Government and Energy: Witnessing the Process

From Watts Up With That?

By Jim Clarkson

Ed. Note: Jim Clarkson is a soft-spoken everyday man who has experienced first-hand the ins-and-outs of crony public-utility regulation, first as the energy manager at a large industrial user and more recently as an energy procurement/installation consultant. Clarkson, a classical liberal, has also been instrumental in the development of the Institute for Energy Research (IER) as a free-market education and advocacy organization.

“A Federal employee asked what I did and why I was on the Board…. I airily waved at the group and said: ‘I’m the only one here making an honest living.’ That didn’t go over very well. I shouldn’t have said it, but after over 50 years of observing state utility regulation, it still upsets me to see smart young people devoted to limiting freedom and prosperity when they could be doing something useful.”

Late in the Trump administration I was appointed to be on a U.S. Department of Energy advisory board. The State Energy Advisory Board consisted of some 20 state-level bureaucrats and one private sector person – me. The advisory board’s mission was to give advice on energy efficiency (EE) and renewable state policies to an Assistant Secretary of DOE.

I quickly found the swamp culture is not confined to Washington. The other members of the Board were appointees of Governors, usually the state government energy manager, state consumer advocate or a public utility commissioner. All sincerely believe there are no limits on government actions, as long as the goals are politically popular. This is a whole other world; I was on Mars.
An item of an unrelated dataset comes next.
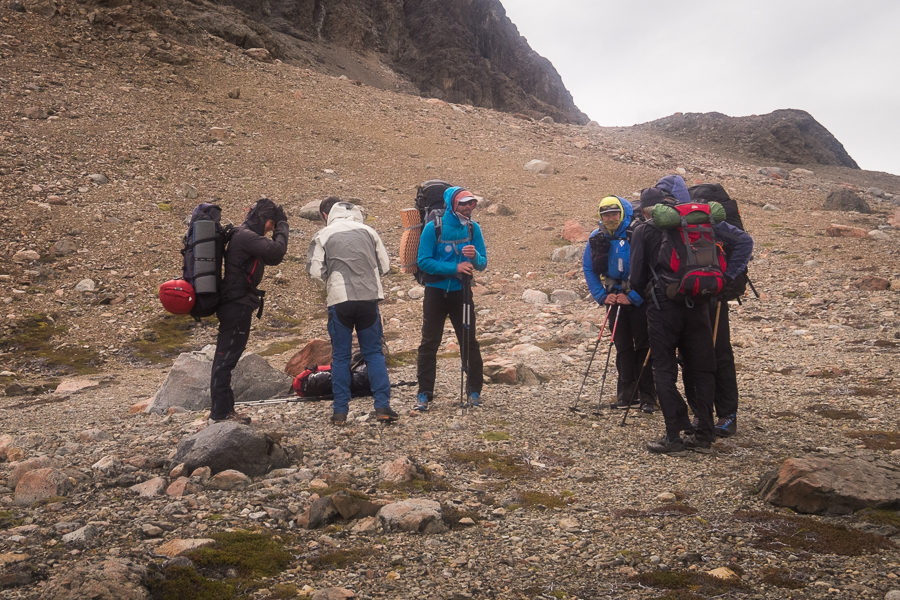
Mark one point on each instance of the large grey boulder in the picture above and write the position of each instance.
(828, 485)
(187, 384)
(229, 445)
After my first meeting I made a policy proposal for the Board to adopt and submit to the Assistant Secretary. The first sentence read: “The Department of Energy should not in any way encourage Utility EE programs, nor should any state agencies encourage utilities in their state to have such programs.” This was followed by a pithy but profound list of reasons for such a recommendation.

I wasn’t so surprised this proposal was overwhelmingly rejected, but the Board further adopted a recommendation saying the exact opposite of my proposal. The official recommendation was sent up the DOE hierarchy, so I sent my proposal as a dissent up the chain also. I was told it was improper to file dissents. Oh, well. Wading in the swamp.
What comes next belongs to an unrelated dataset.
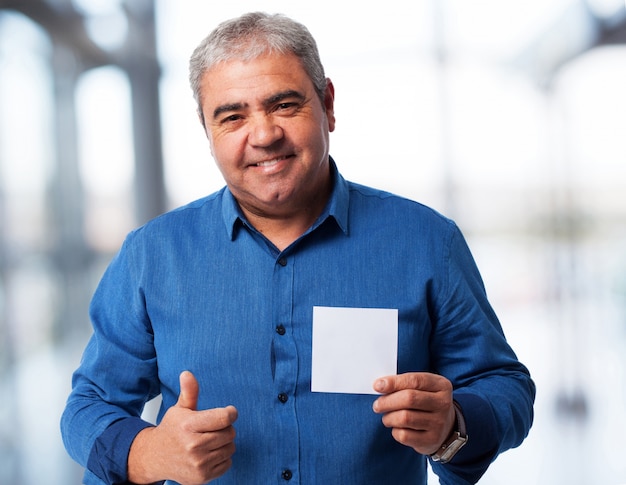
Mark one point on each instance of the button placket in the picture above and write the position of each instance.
(286, 367)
The Board meetings consisted mostly of presentations by various other departments in DOE. These folks are really good at Power Point. They all discussed how they “touched base” and “plugged in” with other groups in DOE and other federal agencies.

These people spend a lot of money. The Board recommendations to these various groups was that they should publicize their programs better. The DOE presenters said they already had their program information on line for the state level energy managers to see.

In a social gathering of DOE people and Board members, a Federal employee asked what I did and why I was on the Board. I tried to describe what I do, but she looked confused. I airily waved at the group and said: “I’m the only one here making an honest living.” That didn’t go over very well. I shouldn’t have said it. After over 50 years of observing state utility regulation, it still upsets me to see smart young people devoted to limiting freedom and prosperity when they could be doing something useful. They are not really communists or socialists’ they are just “governmentists”.

Hand raised in the back of the room

Q. What is a libertarian who is hostile to all government intervention in the economy doing on a Board that wants to expand government in the first place?

A. Good question. I was told the Trump transition team wanted to see new ideas on these various Boards of questionable value.  Actually, my ideas are not new but date back to the founding of this country.